On Tue, 14 Dec 2004, Christopher Petrilli wrote:

On Tue, 14 Dec 2004 12:03:01 -0700 (MST), Ara.T.Howard
<[EMAIL PROTECTED]> wrote:
On Tue, 14 Dec 2004, Christopher Petrilli wrote:

Has anyone had any experience in storing a million or more rows in a
SQLite3 database?  I've got a database that I've been building, which gets
250 inserts/second, roughly, and which has about 3M rows in it.  At that
point, the CPU load is huge.

Note that I've got syncing turned off, because I'm willing to accept the
risks.

Thoughts?

Chris

--
| Christopher Petrilli
| [EMAIL PROTECTED]

on linux perhaps?

   cp ./db /dev/shm && a.out /dev/shm/db && mv /dev/shm/db ./db

this will be fast.

Right, but not really workable when total DB size is in gigabytes. :-)

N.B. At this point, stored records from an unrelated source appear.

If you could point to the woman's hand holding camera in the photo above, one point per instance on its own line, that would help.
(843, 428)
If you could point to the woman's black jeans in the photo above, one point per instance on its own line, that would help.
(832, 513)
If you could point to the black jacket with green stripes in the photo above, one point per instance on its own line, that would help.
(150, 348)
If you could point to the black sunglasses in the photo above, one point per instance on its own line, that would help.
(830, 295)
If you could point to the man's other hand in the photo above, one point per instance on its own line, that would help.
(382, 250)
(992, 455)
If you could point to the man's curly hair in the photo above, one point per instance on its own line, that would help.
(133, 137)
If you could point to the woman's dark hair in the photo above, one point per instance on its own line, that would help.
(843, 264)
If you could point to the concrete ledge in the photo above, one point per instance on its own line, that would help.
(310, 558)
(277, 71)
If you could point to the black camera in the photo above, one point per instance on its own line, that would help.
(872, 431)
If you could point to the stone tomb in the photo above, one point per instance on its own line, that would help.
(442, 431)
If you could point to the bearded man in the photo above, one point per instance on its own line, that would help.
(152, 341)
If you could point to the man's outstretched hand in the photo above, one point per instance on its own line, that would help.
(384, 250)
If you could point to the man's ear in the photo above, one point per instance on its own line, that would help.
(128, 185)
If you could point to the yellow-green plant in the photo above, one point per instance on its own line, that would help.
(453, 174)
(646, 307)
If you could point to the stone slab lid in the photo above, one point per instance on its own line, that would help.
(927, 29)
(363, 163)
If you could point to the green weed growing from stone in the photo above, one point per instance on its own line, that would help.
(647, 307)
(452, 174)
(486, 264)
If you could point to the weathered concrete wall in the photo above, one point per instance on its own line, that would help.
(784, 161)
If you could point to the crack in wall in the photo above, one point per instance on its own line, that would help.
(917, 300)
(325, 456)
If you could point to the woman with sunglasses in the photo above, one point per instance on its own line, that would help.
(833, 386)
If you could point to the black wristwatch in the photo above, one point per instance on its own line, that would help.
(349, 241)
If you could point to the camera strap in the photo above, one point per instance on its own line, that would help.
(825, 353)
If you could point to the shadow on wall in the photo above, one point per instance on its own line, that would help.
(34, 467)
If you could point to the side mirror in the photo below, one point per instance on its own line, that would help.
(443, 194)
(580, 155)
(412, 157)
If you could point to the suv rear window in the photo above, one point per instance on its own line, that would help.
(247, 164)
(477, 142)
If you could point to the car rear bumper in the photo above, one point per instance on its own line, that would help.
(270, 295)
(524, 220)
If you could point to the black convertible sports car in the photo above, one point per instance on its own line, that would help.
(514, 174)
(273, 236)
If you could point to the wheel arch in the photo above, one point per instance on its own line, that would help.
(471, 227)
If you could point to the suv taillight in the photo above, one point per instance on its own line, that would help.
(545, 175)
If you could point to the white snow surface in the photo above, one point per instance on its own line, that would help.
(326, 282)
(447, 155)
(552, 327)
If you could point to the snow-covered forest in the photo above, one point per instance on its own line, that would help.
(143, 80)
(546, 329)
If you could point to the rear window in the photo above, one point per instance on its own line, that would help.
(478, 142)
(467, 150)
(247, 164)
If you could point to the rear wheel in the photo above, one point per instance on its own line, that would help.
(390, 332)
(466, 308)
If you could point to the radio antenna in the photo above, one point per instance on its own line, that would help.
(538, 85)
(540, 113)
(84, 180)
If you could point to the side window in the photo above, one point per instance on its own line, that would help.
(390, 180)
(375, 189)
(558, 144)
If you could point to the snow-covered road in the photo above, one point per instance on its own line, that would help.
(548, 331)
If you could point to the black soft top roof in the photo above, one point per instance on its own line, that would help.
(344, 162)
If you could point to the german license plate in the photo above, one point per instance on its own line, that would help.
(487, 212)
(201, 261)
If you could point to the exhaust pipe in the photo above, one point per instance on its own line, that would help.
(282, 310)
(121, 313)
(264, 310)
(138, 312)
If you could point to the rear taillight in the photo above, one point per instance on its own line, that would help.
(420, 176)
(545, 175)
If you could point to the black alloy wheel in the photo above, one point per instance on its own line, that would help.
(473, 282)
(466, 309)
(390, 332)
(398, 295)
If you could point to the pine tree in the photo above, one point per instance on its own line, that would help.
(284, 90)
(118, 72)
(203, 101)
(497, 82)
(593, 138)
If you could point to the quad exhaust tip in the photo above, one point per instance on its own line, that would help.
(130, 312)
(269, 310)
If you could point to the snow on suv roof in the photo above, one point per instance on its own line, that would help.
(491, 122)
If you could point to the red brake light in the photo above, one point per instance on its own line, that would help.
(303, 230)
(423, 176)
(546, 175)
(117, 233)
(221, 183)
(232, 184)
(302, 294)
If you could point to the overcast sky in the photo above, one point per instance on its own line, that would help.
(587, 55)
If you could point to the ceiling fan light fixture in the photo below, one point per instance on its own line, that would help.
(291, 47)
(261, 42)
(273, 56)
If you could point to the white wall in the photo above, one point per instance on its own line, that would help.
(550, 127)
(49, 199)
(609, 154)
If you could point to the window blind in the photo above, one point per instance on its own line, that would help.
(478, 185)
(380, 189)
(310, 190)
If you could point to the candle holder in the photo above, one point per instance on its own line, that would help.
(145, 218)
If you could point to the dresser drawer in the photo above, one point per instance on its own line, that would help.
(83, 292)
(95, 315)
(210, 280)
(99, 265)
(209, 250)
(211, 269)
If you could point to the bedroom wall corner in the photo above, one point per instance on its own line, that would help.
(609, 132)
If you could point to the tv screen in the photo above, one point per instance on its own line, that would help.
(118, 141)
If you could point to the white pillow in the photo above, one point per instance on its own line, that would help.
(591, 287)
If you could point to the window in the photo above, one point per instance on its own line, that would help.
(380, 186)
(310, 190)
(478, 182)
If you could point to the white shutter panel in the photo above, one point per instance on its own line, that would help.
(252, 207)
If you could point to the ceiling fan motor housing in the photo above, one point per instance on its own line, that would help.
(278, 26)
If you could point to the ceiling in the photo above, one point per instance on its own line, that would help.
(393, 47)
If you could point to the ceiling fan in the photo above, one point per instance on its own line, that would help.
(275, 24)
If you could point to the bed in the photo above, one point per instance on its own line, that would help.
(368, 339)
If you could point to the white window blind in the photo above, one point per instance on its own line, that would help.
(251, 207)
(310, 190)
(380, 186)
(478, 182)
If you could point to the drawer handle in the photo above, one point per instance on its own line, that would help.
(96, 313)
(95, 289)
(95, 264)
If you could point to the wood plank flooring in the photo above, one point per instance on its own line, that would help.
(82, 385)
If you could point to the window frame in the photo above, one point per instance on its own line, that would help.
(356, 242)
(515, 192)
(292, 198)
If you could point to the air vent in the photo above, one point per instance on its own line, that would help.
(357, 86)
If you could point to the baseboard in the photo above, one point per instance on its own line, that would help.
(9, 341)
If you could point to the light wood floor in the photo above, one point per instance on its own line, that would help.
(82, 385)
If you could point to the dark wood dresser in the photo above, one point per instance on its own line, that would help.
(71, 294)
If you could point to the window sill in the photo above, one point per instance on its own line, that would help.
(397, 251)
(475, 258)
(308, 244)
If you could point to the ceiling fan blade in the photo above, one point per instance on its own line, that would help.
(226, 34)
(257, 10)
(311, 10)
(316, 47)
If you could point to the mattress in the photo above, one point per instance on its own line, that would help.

ya never know - it's hard to beat the kernel with regards to io... gigabytes of ram are cheap too compared to a couple days of a prgrammer's time.

are you sure it's not YOUR 'building' code which is killing the cpu?  can
you gperf it?

Yes, my code is using under 20% of the CPU. The rest is basically blocked up in sqlite3 code, and kernel time. In order to eliminate all possibility of my code being the issue, I actually built a rig that prebuilds 10,000 rows, and inserts them in sequence repeatedly putting new primary keys on them as its going alone. So the system basically just runs in a loop doing sqlite calls.

this is probably a stupid question - but are the inserts inside of a transaction?